花壇を掘り返して球根を大量に傷つけた失敗 チューリップと水仙をスコップで切ってしまった話
2026-01-29
春が終わって花壇を片付けようとした初夏の日、堆肥を入れようとスコップで土を掘り返していた。雨上がりで土は少し重く、湿った匂いがしていた。深く考えずにザクザク掘っていたら、ゴリッと嫌な感触が伝わってきた。見てみると、チューリップや水仙の球根が何個も真っ二つに近い状態で出てきた。
一気に血の気が引いた。こんなに傷つけてしまって大丈夫なのか、全部ダメになるんじゃないか、と不安が押し寄せた。掘り出した球根を見ると、傷口が生々しくて、土の匂いと混ざって嫌な感じがした。処分するべきか、消毒して保管するべきか、その場で判断できずに立ち尽くした。
結局その日は、傷の浅そうな球根だけを選んで乾かすことにしたが、本当にこれでよかったのかずっと迷っていた。トップジンの粉が家にあったけど、使ったことがなくて、逆に悪影響が出るんじゃないかと手が止まった。何もしないのも怖いし、やり過ぎるのも怖い。中途半端な気持ちのまま時間だけが過ぎた。

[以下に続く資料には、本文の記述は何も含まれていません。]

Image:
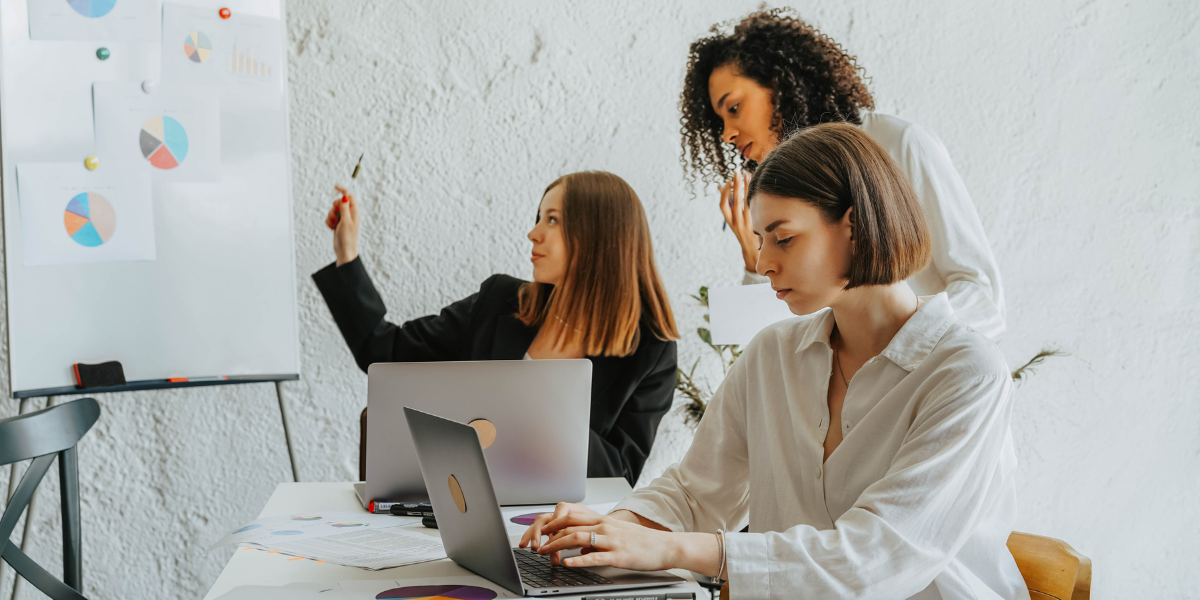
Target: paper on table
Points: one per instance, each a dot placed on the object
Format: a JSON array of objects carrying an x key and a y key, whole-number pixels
[
  {"x": 478, "y": 588},
  {"x": 174, "y": 133},
  {"x": 109, "y": 21},
  {"x": 370, "y": 549},
  {"x": 241, "y": 54},
  {"x": 264, "y": 532},
  {"x": 289, "y": 592},
  {"x": 738, "y": 313},
  {"x": 72, "y": 215}
]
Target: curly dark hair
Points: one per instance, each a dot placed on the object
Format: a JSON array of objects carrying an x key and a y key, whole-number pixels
[{"x": 813, "y": 78}]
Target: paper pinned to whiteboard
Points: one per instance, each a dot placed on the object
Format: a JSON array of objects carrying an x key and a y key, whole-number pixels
[
  {"x": 109, "y": 21},
  {"x": 739, "y": 312},
  {"x": 173, "y": 135},
  {"x": 243, "y": 54},
  {"x": 70, "y": 215}
]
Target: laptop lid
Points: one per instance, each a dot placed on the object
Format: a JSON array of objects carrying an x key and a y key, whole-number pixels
[
  {"x": 529, "y": 463},
  {"x": 469, "y": 519}
]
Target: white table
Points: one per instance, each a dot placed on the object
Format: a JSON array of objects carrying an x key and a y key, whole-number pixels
[{"x": 258, "y": 568}]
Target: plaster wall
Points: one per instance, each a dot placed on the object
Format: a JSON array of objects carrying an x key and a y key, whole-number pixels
[{"x": 1073, "y": 124}]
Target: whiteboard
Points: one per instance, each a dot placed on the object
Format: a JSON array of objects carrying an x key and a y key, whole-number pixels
[{"x": 217, "y": 303}]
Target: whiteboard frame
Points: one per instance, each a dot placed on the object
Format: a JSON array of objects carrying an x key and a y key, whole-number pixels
[{"x": 9, "y": 202}]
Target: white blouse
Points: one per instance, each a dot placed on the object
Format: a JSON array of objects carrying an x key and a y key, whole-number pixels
[
  {"x": 963, "y": 264},
  {"x": 917, "y": 501}
]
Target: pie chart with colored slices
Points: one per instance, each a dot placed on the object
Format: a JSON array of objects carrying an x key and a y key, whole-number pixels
[
  {"x": 163, "y": 142},
  {"x": 93, "y": 9},
  {"x": 197, "y": 47},
  {"x": 90, "y": 220},
  {"x": 437, "y": 593}
]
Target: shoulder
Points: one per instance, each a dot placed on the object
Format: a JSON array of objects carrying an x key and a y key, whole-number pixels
[
  {"x": 967, "y": 366},
  {"x": 900, "y": 137},
  {"x": 501, "y": 289},
  {"x": 786, "y": 336}
]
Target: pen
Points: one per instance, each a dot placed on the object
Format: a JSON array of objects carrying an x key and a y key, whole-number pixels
[
  {"x": 677, "y": 595},
  {"x": 354, "y": 175}
]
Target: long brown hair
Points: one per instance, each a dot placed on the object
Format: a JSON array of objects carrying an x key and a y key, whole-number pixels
[
  {"x": 835, "y": 167},
  {"x": 611, "y": 277}
]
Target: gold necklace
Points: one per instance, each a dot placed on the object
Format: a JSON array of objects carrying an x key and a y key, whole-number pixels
[{"x": 837, "y": 359}]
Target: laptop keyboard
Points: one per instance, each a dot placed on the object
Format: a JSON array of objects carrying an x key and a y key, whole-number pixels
[{"x": 537, "y": 573}]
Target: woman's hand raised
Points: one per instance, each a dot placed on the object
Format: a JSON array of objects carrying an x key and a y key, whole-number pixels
[
  {"x": 737, "y": 216},
  {"x": 343, "y": 220}
]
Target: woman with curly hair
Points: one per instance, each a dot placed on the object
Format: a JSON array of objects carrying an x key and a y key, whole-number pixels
[{"x": 774, "y": 73}]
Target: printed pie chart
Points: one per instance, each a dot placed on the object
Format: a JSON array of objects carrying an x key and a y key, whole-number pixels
[
  {"x": 90, "y": 220},
  {"x": 197, "y": 47},
  {"x": 526, "y": 519},
  {"x": 93, "y": 9},
  {"x": 437, "y": 593},
  {"x": 163, "y": 142}
]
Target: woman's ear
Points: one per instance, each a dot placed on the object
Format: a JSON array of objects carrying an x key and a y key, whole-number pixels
[{"x": 847, "y": 222}]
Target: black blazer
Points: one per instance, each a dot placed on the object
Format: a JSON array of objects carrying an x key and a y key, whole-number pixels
[{"x": 629, "y": 394}]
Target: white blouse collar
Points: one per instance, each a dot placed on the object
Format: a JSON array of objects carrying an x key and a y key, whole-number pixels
[{"x": 915, "y": 341}]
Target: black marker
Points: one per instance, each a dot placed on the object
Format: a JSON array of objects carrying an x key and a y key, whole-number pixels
[{"x": 678, "y": 595}]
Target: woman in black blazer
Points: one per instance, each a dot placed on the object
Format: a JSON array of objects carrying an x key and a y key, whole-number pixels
[{"x": 595, "y": 294}]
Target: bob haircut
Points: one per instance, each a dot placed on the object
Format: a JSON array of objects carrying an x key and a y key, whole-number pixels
[
  {"x": 835, "y": 167},
  {"x": 611, "y": 281}
]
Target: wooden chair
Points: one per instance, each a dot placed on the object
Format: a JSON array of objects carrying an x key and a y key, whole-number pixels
[{"x": 1053, "y": 570}]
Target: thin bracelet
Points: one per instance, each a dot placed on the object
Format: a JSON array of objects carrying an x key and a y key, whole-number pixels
[{"x": 720, "y": 543}]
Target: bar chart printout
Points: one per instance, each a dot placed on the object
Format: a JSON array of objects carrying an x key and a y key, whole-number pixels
[{"x": 247, "y": 63}]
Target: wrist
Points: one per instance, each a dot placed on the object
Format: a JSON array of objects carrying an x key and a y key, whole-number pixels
[
  {"x": 697, "y": 552},
  {"x": 346, "y": 257}
]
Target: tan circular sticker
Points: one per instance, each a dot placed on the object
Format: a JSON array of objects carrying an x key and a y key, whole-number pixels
[
  {"x": 486, "y": 431},
  {"x": 456, "y": 493}
]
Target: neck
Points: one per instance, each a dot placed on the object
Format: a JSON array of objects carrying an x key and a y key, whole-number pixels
[{"x": 868, "y": 318}]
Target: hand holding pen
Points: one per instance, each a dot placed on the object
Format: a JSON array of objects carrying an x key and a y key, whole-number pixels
[{"x": 343, "y": 220}]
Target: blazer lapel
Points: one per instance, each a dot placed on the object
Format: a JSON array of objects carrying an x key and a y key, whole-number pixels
[{"x": 513, "y": 339}]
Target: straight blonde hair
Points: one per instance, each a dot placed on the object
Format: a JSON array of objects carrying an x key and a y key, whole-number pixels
[{"x": 611, "y": 279}]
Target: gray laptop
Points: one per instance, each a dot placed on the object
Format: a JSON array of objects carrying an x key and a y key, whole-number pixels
[
  {"x": 509, "y": 401},
  {"x": 472, "y": 526}
]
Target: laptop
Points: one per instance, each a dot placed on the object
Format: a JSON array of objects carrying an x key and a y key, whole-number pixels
[
  {"x": 472, "y": 525},
  {"x": 508, "y": 401}
]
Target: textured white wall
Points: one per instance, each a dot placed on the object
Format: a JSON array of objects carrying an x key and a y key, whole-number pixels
[{"x": 1072, "y": 123}]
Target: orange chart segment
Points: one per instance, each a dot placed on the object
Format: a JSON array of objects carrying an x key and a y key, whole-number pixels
[{"x": 73, "y": 222}]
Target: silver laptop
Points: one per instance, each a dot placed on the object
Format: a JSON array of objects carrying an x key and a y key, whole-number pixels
[
  {"x": 472, "y": 526},
  {"x": 508, "y": 401}
]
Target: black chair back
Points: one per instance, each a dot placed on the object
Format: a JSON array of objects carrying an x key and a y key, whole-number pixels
[{"x": 41, "y": 437}]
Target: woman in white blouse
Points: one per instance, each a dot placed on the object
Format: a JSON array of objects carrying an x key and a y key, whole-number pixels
[
  {"x": 867, "y": 444},
  {"x": 774, "y": 73}
]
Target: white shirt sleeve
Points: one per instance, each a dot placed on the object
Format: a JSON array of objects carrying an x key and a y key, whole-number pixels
[
  {"x": 905, "y": 528},
  {"x": 961, "y": 255}
]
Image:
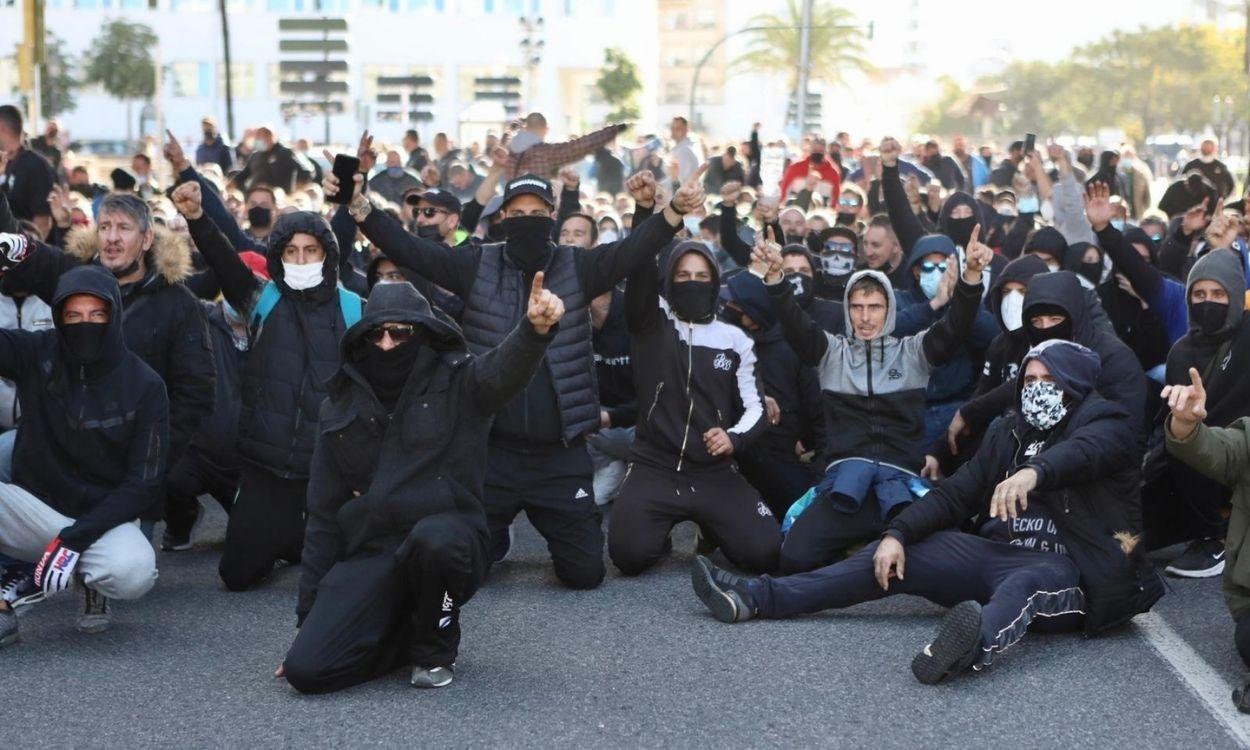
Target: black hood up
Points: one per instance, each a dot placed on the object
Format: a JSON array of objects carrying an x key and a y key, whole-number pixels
[
  {"x": 303, "y": 221},
  {"x": 96, "y": 281},
  {"x": 1061, "y": 289}
]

思えば、花が終わったあとも球根がどこにあるかをちゃんと意識していなかったのが原因だった。地上部がなくなると、もう何もない感覚になって、勢いで掘ってしまった。当時は「どうせ秋に植え直すし」という軽い気持ちもあった。
今なら、位置をメモしておくとか、浅く掘るところから始めるとか、やりようはいくらでもあったと思う。でもそのときは、早く作業を終わらせたい気持ちが勝っていた。球根の存在を忘れたまま作業した結果だと、あとからじわじわ後悔が広がった。